TIM CURRY PLAYING MOGGAT. Just picture that, will you? I... think? I've always had a minor crush on Moggat, but Tim Curry turns everything about him into walking, purring, growling sex.

Anyway, I'm now about halfway through Abhorsen, and yesterday's combo of fic-reading and audiobook listening has just done some... uh, things, to the way I think about Moggat's collar. (If you have not read the series: Moggat is an elemental creature bound by a magical collar into the form of a cat. With the collar, he's the world's most sarcastic animal sidekick; without it he's almost single-mindedly bent on the death of the Abhorsens, to whom he's normally bound.)

It got me thinking about the degree to which everything in the Abhorsen trilogy is basically about exerting power over the universe, whether it be the weather, the Dead, elemental creatures, etc. And yet about the power that, in turn, the universe exerts over human beings ("does the walker choose the path or the path the walker?") (Side note: some day I want to write a massive essay about how the Destiny stuff in Lirael makes me cry. In a good way.) And it's also, more particularly, about female characters exerting power over male ones--Sabriel over Touchstone and Moggat (and Kerrigor) and Lirael over Sameth, Nicolas, and Moggat, and never over the Disreputable Dog.

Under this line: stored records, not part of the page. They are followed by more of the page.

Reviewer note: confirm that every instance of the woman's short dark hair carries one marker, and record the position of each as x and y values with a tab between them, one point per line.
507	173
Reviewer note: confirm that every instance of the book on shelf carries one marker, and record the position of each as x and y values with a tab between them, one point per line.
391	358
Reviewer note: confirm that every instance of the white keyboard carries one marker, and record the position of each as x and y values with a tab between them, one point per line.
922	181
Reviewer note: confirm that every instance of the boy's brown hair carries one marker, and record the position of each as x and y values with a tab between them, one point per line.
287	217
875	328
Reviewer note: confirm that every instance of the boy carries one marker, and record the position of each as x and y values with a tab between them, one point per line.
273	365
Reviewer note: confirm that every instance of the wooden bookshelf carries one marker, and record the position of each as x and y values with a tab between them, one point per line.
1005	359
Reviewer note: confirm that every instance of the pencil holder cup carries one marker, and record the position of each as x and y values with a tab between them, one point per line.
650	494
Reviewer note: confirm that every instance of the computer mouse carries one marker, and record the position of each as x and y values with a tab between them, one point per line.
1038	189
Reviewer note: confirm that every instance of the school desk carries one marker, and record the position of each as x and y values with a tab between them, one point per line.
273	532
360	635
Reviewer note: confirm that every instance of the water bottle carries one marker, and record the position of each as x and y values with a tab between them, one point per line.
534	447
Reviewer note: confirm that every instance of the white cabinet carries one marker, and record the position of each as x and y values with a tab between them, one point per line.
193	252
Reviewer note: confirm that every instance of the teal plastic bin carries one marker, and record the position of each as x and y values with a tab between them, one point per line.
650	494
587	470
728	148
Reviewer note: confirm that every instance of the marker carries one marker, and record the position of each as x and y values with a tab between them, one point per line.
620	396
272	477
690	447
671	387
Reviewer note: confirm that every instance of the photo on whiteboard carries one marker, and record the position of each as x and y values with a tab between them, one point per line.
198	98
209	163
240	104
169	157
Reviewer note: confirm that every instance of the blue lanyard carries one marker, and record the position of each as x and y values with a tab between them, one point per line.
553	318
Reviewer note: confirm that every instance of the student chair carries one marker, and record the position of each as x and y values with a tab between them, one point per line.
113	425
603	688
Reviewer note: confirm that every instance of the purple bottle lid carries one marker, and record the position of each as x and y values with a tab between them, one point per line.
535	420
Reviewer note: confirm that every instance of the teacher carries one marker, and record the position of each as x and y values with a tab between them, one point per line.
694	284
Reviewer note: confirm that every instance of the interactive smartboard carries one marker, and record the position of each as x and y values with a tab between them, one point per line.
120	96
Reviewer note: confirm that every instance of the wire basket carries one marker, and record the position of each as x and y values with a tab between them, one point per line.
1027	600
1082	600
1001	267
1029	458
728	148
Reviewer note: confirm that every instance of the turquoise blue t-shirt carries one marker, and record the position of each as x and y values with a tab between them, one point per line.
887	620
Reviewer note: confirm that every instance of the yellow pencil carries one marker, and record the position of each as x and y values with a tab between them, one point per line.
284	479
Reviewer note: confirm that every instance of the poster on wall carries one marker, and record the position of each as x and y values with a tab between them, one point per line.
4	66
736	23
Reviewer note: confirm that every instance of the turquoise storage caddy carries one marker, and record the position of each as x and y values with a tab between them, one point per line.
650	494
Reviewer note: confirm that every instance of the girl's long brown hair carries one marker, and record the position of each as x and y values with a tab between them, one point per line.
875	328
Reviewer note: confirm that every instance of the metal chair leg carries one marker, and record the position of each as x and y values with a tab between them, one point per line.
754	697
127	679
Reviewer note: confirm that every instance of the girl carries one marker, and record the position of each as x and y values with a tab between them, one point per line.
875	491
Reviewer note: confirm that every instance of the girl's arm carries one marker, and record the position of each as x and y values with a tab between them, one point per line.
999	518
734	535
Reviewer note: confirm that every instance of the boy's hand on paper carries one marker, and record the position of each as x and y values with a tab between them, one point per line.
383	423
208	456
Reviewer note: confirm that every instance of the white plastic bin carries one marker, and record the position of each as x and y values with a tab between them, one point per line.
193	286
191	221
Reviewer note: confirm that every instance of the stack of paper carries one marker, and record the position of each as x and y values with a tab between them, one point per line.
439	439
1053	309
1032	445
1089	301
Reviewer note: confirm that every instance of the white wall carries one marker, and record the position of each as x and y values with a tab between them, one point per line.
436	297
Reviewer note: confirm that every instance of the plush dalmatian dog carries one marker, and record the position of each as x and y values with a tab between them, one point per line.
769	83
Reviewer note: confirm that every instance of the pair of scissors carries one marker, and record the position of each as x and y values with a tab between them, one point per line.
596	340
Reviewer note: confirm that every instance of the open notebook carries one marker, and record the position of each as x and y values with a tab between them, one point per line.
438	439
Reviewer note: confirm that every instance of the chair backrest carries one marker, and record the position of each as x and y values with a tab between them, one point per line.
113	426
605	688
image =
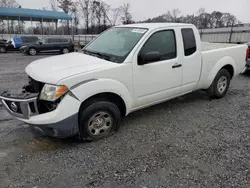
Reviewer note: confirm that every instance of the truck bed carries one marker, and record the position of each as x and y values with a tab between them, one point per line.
206	46
214	54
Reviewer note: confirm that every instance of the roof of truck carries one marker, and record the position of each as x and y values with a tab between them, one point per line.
155	25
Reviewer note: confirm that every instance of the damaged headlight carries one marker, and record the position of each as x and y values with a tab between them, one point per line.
52	92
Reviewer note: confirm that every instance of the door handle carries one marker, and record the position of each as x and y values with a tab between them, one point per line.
176	66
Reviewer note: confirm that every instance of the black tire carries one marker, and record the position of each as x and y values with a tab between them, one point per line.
3	50
214	90
32	51
89	111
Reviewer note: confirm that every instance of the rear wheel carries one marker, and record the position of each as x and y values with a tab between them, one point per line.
2	50
220	84
32	51
98	120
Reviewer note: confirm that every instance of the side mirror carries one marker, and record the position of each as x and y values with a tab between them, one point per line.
149	57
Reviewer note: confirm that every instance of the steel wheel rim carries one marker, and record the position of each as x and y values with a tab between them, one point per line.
100	124
222	84
33	52
65	51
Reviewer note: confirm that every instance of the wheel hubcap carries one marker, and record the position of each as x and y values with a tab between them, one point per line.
222	84
100	124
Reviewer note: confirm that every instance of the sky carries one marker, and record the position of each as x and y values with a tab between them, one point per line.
143	9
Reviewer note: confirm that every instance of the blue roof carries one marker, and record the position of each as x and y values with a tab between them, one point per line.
33	13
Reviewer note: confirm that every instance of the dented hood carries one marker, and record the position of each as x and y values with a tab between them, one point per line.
53	69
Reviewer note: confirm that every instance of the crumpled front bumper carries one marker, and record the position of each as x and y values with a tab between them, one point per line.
61	122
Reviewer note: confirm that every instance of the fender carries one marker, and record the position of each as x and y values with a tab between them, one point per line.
87	89
218	66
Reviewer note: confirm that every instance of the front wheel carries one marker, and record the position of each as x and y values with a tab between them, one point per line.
98	120
220	85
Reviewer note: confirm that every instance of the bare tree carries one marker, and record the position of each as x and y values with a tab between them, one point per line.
8	4
114	16
66	6
173	15
53	5
126	17
105	8
86	11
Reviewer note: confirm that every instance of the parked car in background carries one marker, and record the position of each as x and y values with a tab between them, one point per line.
87	93
61	45
6	46
16	42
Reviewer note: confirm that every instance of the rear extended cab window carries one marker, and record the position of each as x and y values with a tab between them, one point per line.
163	42
189	41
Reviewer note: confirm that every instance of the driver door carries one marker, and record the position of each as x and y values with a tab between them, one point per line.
160	79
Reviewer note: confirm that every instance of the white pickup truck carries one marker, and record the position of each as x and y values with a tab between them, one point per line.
126	68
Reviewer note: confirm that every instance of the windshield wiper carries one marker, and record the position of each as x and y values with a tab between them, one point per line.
103	56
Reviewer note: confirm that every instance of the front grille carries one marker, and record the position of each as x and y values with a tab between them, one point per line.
35	86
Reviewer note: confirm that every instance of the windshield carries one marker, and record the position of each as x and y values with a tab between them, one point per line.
116	43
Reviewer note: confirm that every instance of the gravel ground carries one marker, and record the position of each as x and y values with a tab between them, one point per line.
187	142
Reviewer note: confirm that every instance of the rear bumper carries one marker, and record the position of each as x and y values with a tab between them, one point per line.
60	123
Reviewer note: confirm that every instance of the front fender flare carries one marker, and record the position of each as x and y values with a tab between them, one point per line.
96	86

(Edited to add: on reflection, I'm not 100% sure that Sabriel alone passes the Bechdel test, since all of the scenes with more than just Sabriel, Touchstone, and Moggat in them involve Sabriel instructing other women on how to fight Kerrigor. Lirael, though, is from a world where you don't even have to remember that the Bechdel test exists, because women talking to women about things other than men is as normal as it is in the real world.)